Western command centres are haunted by this spectre. They understand that it is called to life by the very system of exploitation with which they terrorise the world. And they can see its first works of excavation: in the convergence between the associations of immigrant workers and grassroots trade union organisations in the United States; in the protests and attempts at self-organisation of immigrant workers in France and Italy; in the common (although certainly not easy) march of British workers and Muslim immigrants opposing Western aggression against the peoples of the Middle East; and in the sympathy with which the workers of Latin America look at the anti-imperialist struggles of the Middle Eastern masses, and vice versa.

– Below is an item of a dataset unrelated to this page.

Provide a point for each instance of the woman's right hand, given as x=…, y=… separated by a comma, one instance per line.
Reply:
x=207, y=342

This prospect of fraternity among the workers of the different continents that goes beyond the barriers of religion and nationality cannot be entrusted to the likes of Chavez, Ahmadinejad, Nasrallah or the national bourgeosies that are still the least disposed to cede before the real dictators of the world, because they are unwilling and incapable of pursuing such an objective to the end – or even only half-way. The workers must seize the opportunity in their hands, organising themselves everywhere distinctly and separately from their respective bourgeois classes. And the most far-sighted militants of the proletarian and anti-imperialist cause are called upon to work towards this end in all four corners of the world.